27 Again, there were many lepers in Israel during the time of Elisha the prophet; yet not one of them was cleansed, but only Naaman the Syrian.”

28 When the people in the synagogue heard this, they were all filled with fury.

29 They rose up, drove him out of the town, and led him to the brow of the hill on which their town had been built, to hurl him down headlong.

30 But he passed through the midst of them and went away. Luke 4:27–30

They did not see that salvation must be shared.

Not only do we see here that Jesus is operating on a different timetable.
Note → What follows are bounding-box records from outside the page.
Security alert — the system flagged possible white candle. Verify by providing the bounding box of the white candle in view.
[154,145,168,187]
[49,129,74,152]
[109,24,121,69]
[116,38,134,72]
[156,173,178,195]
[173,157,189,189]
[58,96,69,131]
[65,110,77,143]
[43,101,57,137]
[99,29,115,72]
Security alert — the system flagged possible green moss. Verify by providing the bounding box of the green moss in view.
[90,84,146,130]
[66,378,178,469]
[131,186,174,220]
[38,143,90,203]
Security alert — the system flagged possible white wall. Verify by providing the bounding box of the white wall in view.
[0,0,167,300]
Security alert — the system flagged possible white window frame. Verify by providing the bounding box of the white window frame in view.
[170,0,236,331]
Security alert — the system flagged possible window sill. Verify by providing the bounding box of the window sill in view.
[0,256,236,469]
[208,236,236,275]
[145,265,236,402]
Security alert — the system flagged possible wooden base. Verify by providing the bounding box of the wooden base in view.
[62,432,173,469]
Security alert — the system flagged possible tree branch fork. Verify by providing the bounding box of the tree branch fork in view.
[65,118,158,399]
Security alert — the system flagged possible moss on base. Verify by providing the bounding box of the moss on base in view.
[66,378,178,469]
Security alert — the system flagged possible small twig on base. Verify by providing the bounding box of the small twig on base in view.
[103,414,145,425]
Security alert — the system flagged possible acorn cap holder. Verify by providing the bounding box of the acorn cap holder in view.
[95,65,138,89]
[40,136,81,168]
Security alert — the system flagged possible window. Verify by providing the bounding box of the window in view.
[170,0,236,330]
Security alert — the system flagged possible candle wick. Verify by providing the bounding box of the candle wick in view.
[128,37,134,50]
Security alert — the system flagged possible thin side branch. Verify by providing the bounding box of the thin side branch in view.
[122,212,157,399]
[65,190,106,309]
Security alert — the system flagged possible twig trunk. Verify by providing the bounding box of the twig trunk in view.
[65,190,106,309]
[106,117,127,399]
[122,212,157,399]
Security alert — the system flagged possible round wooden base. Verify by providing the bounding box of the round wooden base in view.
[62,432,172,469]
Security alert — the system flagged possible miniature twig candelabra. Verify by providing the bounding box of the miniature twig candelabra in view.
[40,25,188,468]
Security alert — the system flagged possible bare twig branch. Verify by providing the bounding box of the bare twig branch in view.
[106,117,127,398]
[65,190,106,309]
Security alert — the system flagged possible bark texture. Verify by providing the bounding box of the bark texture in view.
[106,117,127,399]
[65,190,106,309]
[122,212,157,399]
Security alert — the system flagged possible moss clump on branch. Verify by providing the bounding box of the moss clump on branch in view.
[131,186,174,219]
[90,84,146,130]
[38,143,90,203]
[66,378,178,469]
He will be executed as will the Apostles, but only when all has been prepared; also so for the the Apostles.

17 Then the high priest rose up and all his companions, that is, the party of the Sadducees, and, filled with jealousy, Acts 5:17 (NAB)
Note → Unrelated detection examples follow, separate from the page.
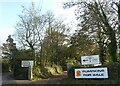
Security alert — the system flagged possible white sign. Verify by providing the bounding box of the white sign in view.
[75,67,108,78]
[81,55,100,65]
[22,60,33,67]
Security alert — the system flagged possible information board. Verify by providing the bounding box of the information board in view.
[81,55,100,65]
[21,60,33,67]
[75,67,108,78]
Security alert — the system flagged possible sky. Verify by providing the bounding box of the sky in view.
[0,0,75,45]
Luke will drive this point home later in Acts

9 “And the patriarchs, jealous of Joseph, sold him into slavery in Egypt; but God was with him. Acts 7:9

They fear of the people who recognize the authority of Jesus. After the parable of the tenant farmers, Luke says:

19 The scribes and chief priests sought to lay their hands on him at that very hour, but they feared the people, for they knew that he had addressed this parable to them. Luke 20:19

This power continues – first again with Peter, who is next incarcerated by Herod, the representative of Roman power.

5 Peter thus was being kept in prison, but prayer by the church was fervently being made to God on his behalf. the angel of the Lord stood by him and a light shone in the cell. He tapped Peter on the side and awakened him, saying, “Get up quickly.” The chains fell from his wrists.

8 The angel said to him, “Put on your belt and your sandals.” He did so. Then he said to him, “Put on your cloak and follow me.

He rightly thinks that it is a vision but he eventually “wakes up” and goes to the house where the church has been meeting:

13 When he knocked on the gateway door, a maid named Rhoda came to answer it.

14 She was so overjoyed when she recognized Peter’s voice that, instead of opening the gate, she ran in and announced that Peter was standing at the gate.

15 They told her, “You are out of your mind,” but she insisted that it was so. But they kept saying, “It is his angel.”

16 But Peter continued to knock, and when they opened it, they saw him and were astounded.

The final instance is St Paul. Paul and Silas have been put in the most secure cell in the prison, but at midnight

there was suddenly such a severe earthquake that the foundations of the jail shook; all the doors flew open, and the chains of all were pulled loose.

27 When the jailer woke up and saw the prison doors wide open, he drew (his) sword and was about to kill himself, thinking that the prisoners had escaped.

28 But Paul shouted out in a loud voice, “Do no harm to yourself; we are all here.”

29 He asked for a light and rushed in and, trembling with fear, he fell down before Paul and Silas.

30 Then he brought them out and said, “Sirs, what must I do to be saved?”

The jailer was so upset because by Roman law he would have to face the penalty that the escaped prisoner would have endured. Death by a self-inflected sword wound was far superior.

We see in this as in all the other instances the power of God is beyond all others. Also, every act of civil power that desired to end the mission of the Apostles furthers it – in this last case, even bringing the jailer to faith in Jesus.

We also see a good deal of humor. This is intentional. The power of cult and state were all arrayed against this fledgling movement, and yet they overcame it so completely that the underlying weakness of the powerful was unmasked. Powerful people who are revealed as weak are comic, and deserve laughter not fear.

As we begin the presidential campaign season, it is good for us to realize this. Those who act as if they are the major players in the world are more than just wrong, they are comic. We may be doing a lot of laughing in the next two years.